En 2019, Knorr a entrepris de simplifier les recettes et d’enlever les exhausteurs de goût de trois de ses produits phares : le fond brun lié, le jus de veau lié et le fumet de poisson. « On mise sur la transparence des compositions pour que les professionnels puissent aller vers nos produits sans se poser de questions. » Chef® sortira dans les semaines à venir une nouvelle recette de fond de veau naturel, enrichie en os de veau (2,2 kg /litre).

Pour Nicolas Grosjean chez Mada, « le monde du déshydraté bourré de sel et de glutamate a connu son heure de gloire, mais il y a eu un virage.
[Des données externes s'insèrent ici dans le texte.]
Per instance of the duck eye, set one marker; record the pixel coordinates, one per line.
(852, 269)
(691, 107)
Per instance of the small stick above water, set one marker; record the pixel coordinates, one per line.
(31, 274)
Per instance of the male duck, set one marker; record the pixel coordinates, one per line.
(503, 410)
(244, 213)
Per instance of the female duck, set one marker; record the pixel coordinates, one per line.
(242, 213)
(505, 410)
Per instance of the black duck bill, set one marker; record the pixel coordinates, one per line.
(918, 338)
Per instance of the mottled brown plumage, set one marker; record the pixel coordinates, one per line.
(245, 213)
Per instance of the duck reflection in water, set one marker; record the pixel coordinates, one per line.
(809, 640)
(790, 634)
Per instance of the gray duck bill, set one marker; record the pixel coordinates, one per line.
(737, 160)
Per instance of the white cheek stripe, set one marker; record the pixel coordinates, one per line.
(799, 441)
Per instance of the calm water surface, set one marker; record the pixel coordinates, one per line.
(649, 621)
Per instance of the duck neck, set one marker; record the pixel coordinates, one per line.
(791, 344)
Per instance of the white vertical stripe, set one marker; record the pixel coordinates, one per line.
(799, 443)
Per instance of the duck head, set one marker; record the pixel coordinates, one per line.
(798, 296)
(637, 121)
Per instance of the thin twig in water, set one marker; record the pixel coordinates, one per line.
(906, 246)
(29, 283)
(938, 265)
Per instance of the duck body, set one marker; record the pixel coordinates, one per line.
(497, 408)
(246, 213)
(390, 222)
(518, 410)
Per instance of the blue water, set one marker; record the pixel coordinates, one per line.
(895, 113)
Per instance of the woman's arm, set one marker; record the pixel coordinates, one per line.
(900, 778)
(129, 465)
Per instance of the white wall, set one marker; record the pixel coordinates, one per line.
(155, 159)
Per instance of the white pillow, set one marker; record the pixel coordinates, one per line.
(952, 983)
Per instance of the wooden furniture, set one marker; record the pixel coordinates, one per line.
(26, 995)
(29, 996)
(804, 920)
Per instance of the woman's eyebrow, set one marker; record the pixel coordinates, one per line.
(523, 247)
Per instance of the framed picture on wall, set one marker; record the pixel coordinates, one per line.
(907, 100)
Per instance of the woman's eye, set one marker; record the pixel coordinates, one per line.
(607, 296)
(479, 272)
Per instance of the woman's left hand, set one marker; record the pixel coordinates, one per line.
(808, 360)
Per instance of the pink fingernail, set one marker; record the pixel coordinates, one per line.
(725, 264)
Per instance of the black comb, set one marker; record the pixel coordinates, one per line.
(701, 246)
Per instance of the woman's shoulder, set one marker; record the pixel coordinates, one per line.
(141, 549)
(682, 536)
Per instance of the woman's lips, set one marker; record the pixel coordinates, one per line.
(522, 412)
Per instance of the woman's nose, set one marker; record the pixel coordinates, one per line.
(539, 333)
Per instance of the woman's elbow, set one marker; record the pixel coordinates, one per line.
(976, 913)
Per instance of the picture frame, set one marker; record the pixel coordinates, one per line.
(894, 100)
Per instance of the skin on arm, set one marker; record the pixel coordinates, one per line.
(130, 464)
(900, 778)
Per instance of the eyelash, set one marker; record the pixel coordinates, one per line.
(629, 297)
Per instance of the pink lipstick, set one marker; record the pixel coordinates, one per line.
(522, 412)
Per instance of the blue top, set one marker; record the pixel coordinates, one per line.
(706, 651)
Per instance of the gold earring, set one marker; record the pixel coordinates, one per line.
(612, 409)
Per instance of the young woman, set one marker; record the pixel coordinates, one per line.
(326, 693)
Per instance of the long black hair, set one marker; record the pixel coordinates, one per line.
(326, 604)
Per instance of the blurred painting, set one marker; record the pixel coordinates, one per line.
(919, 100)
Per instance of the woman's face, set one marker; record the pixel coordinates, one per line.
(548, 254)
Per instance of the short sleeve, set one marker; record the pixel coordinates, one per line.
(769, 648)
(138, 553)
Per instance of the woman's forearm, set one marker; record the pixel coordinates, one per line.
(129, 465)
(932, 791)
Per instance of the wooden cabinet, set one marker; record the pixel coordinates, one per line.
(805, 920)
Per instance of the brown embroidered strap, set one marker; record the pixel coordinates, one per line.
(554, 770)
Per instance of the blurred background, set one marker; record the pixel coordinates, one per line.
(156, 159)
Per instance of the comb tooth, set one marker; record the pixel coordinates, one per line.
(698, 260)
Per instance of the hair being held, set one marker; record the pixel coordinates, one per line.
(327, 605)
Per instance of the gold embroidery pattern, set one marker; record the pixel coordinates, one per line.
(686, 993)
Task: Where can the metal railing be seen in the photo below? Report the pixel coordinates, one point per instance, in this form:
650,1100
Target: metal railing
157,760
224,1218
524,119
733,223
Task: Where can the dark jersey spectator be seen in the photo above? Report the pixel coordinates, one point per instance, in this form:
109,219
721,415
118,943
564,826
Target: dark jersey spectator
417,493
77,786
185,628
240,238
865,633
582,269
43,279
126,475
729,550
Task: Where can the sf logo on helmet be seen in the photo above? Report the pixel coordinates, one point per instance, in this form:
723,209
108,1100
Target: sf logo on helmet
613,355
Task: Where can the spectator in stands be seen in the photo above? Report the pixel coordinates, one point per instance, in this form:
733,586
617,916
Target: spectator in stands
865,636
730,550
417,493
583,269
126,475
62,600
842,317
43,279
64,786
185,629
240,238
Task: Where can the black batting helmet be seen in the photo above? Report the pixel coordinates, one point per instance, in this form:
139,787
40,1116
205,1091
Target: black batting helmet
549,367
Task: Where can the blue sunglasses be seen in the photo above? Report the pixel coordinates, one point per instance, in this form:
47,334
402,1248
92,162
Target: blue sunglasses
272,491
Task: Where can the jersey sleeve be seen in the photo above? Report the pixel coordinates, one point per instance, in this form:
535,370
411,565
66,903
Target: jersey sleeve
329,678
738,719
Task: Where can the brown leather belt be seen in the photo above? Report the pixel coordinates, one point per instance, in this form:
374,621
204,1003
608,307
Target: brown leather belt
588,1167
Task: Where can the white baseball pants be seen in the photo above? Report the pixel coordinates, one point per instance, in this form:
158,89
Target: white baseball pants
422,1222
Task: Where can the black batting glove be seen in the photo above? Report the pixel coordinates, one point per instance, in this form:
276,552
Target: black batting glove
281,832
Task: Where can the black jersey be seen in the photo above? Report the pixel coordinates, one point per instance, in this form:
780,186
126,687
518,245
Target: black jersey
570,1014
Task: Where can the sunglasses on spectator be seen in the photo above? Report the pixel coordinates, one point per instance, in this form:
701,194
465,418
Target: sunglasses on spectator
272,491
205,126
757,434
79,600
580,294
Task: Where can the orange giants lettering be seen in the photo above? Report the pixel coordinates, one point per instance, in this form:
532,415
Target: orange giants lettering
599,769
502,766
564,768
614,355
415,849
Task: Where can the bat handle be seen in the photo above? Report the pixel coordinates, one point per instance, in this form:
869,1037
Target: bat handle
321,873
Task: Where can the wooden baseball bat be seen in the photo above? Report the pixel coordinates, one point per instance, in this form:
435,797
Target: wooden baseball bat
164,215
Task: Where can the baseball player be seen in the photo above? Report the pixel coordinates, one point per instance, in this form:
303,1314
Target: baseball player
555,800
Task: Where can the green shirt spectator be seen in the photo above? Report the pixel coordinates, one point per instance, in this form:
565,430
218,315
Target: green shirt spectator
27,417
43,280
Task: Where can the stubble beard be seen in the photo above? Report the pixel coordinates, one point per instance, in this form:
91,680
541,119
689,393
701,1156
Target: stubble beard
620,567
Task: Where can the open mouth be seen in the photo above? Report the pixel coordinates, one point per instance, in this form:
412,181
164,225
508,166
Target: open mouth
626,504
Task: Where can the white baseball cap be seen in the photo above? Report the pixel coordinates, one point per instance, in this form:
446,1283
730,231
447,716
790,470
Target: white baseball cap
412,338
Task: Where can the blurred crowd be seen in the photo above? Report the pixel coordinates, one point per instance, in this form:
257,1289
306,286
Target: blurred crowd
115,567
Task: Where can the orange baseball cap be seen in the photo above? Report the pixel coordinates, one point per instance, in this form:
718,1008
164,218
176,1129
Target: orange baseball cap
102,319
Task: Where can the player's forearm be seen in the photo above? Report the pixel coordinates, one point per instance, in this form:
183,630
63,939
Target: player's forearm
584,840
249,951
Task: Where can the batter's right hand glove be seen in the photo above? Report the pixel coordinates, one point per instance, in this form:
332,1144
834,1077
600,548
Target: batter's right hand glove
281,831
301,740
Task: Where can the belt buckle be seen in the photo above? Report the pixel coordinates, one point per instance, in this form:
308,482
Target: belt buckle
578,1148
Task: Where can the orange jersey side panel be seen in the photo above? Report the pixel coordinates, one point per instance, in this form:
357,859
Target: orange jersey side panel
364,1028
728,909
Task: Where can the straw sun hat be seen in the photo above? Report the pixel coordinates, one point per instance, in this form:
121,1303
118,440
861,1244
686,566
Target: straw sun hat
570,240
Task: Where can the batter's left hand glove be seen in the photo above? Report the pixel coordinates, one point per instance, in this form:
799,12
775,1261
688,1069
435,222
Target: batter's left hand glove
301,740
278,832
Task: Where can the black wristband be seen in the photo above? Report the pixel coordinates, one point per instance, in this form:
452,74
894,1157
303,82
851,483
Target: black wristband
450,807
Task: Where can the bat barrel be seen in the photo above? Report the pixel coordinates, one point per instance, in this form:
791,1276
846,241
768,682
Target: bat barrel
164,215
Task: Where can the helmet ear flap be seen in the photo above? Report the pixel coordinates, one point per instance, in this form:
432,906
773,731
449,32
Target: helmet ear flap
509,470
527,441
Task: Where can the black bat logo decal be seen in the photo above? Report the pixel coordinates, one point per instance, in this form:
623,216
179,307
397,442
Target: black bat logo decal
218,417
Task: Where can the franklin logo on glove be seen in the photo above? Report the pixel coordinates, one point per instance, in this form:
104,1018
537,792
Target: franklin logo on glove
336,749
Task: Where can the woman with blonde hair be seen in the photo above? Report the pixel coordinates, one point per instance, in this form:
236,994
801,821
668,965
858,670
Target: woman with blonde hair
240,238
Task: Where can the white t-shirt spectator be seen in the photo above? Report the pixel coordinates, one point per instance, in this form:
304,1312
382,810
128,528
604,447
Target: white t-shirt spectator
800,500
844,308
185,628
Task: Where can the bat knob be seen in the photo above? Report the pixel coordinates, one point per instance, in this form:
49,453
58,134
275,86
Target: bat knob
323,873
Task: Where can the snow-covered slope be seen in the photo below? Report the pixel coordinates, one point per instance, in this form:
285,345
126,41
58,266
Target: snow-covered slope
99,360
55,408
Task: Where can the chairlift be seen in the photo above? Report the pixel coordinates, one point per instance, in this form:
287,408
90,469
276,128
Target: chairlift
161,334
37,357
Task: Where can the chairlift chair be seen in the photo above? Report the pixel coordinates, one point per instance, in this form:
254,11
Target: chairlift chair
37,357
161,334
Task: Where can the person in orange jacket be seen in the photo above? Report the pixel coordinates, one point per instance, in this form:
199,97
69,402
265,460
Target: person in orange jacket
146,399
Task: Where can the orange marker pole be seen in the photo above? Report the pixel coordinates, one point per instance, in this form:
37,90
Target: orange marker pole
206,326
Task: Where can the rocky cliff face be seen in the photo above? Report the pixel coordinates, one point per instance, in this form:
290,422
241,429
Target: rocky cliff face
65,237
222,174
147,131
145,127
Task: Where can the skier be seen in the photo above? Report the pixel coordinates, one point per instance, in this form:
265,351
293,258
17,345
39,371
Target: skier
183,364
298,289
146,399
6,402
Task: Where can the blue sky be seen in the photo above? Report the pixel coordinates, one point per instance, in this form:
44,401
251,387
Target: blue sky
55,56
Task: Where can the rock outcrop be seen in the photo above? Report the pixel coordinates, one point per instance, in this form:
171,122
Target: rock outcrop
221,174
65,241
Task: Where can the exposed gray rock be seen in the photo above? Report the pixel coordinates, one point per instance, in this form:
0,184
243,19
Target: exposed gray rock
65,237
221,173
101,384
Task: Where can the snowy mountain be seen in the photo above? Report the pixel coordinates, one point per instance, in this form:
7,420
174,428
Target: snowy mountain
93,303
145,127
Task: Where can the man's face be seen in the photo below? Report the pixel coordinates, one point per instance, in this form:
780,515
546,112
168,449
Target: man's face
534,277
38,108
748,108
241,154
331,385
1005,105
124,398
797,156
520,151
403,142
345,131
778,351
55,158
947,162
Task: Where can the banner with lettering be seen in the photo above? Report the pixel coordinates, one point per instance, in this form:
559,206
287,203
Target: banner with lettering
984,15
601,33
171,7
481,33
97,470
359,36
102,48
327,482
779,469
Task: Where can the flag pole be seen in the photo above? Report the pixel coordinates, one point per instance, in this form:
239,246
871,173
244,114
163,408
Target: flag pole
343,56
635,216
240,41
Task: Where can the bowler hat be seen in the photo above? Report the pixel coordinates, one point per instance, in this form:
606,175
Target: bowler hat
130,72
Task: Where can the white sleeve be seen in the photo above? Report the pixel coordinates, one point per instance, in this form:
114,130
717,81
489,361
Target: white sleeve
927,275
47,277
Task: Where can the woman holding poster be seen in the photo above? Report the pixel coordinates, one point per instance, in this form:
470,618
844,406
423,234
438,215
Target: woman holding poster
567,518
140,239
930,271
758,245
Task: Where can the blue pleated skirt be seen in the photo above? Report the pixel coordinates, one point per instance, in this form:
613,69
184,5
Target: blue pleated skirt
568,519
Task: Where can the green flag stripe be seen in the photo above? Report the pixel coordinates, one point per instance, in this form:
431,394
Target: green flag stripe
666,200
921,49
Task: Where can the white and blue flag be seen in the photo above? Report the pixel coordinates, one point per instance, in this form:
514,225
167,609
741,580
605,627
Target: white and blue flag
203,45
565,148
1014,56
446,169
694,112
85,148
Seulement, la politique d’amélioration des produits s’est longtemps heurtée au mur du rapport qualité-prix ». Si l’ADN de l’entreprise alsacienne a toujours été marqué par une volonté de bien faire, « sans allergènes, sans jamais utiliser d’huile de palme », les équipes de Nicolas Grosjean souhaitent passer à la vitesse supérieure en matière qualitative. « L’avantage d’un fabricant indépendant, c’est que ses petits volumes lui permettent d’avoir une approche plus qualitative des ingrédients. Nous tendons vers des recettes les plus clean possible, avec une traçabilité et des éléments nobles. Quand vous lisez l’étiquette, vous savez exactement ce qu’il y a dedans. Le seul E qu’il nous reste et qu’on est en train d’éliminer, c’est le caramel. Peut-être que nos produits ne seront pas au goût de certains, mais on s’attache à ce qu’on ne puisse pas simplement dire qu’ils ne sont pas bons. »

Et le bio ?

En complément des évolutions précédemment citées, le bio reste une niche sur ces produits. Chef® ne propose aucun produit pour le moment mais explique « être en réflexion » sur le sujet. Chez Knorr, une gamme de bouillons bio est venue répondre à une demande grandissante. Seul acteur à tirer son épingle du jeu sur le sujet, Mada propose 6 références différentes. « Nous travaillons du bio depuis plus de 15 ans, mais nous avons déployé une gamme large depuis 3 ans. Nous voulions apporter une valeur ajoutée en travaillant du bio certes, mais à partir de très bons produits. Car contrairement à l’idée, ce n’est pas parce que c’est bio que c’est bon… On voit d’ailleurs de plus en plus la restauration commerciale venir vers nous avec cette envie de bio de qualité. » À bon entendeur.

Maille Inspiration, vinaigrettes aux fruits

Maille innove avec 4 vinaigrettes émulsionnées légères utilisables à froid ou à chaud, ce qui permet de les utiliser pour déglacer. Les recettes à base de fruits (pomme-avocat-jalapeño, tomate-fraise, ananas-coco et agrumes-gingembre) permettent de réaliser des sauces végétariennes, mais également sans gluten et sans lactose. Sans colorant artificiel, sans arôme artificiel, sans conservateur. Bouteille de 1 l.